An ordinary Catholic and a science fiction and fantasy fan.

Monday, July 14, 2003

"At the rising of the sun and in the evening,/We will remember them"



This Washington Post story about two soldiers named Ikins made me cry like a baby.



It's hard for people who haven't done historical or genealogical research to understand just how deep a bond one can feel for the dead, or even for the living, if you're going through someone's papers. You feel as if you'd known the person all your life -- as if you'd been the person, or at least could see through their eyes.

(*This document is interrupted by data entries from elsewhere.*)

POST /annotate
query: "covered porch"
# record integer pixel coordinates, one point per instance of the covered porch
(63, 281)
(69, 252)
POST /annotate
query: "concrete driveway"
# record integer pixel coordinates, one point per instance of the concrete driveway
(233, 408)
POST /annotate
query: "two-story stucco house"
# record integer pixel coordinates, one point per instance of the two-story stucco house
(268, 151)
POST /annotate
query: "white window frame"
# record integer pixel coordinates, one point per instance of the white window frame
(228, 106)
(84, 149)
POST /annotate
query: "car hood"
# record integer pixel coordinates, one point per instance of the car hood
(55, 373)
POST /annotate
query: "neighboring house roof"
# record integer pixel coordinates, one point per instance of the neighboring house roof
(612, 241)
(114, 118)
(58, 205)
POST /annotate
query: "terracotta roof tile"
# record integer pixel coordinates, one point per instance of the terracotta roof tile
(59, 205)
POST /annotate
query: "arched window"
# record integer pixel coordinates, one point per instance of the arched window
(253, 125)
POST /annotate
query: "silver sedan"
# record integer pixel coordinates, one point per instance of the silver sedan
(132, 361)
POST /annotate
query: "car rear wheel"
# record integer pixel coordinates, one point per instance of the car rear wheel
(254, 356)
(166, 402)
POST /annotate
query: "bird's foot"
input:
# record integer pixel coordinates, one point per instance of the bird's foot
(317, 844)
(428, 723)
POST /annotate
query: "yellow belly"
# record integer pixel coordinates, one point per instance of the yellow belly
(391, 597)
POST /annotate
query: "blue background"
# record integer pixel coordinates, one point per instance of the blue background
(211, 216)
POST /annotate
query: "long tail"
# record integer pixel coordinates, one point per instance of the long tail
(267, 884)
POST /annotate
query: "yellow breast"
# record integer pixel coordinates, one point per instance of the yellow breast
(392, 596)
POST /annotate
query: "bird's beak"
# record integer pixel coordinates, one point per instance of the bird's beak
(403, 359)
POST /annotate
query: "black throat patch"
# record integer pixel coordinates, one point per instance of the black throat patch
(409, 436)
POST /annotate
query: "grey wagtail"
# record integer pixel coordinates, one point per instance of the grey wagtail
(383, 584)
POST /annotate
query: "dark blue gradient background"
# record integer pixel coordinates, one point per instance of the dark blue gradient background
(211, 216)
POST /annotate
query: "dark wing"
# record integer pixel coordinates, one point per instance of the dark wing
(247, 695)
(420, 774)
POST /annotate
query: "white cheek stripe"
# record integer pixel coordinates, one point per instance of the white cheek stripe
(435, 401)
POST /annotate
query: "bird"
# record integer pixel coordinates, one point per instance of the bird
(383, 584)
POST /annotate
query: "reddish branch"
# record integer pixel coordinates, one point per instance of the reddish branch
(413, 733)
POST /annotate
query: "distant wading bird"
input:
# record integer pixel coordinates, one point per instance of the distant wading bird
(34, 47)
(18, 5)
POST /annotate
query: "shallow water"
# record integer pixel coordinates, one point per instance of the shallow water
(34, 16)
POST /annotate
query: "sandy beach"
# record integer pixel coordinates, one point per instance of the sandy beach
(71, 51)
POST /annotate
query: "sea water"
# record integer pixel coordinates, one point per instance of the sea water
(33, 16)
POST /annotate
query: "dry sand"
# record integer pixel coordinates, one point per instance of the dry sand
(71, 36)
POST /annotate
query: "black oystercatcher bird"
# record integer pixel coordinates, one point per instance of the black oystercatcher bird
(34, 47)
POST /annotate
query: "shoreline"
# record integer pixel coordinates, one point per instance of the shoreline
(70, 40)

I remember how odd the modern world used to look when I'd spent all day in the 1930's back in the archives of the museum where I interned one summer. When I went to see The Rocketeer, suddenly everything looked right. I'd never been any good at aircraft recognition; but because I'd been immersed in aviation for several months, I could recognize the models of airplanes as easily as I could tell apart Queen Anne's lace from milkweed. It was wonderful and fun. But then, I got down to the end of the papers. World War II came; and my subject was a Quaker. Then the war ended, and things got tighter and tighter, and she was dating the wrong boyfriend and seeing a shrink who prescribed huge amounts of Valium. She dutifully wrote down her dreams, and they were mostly nightmares. She suffered injuries in a plane crash (someone else was piloting, unfortunately for her) which left her an invalid. And then....



Well, some of her papers are somewhere else. Some of her papers were destroyed. I prefer to think that she died of an accidental overdose, and with what that quack was prescribing, it would have been easy. But I found myself grieving for a woman I'd never met as if she were my best friend in the world.



When her one surviving brother came to visit, I couldn't face him, frankly. My job had taken me as deep into his sister's and his family's business as any human can go who wasn't there to live through it. I don't know how biographers can bear to go through with such an intimate process in public.



And yet...we all have stories, and they all deserve to be told.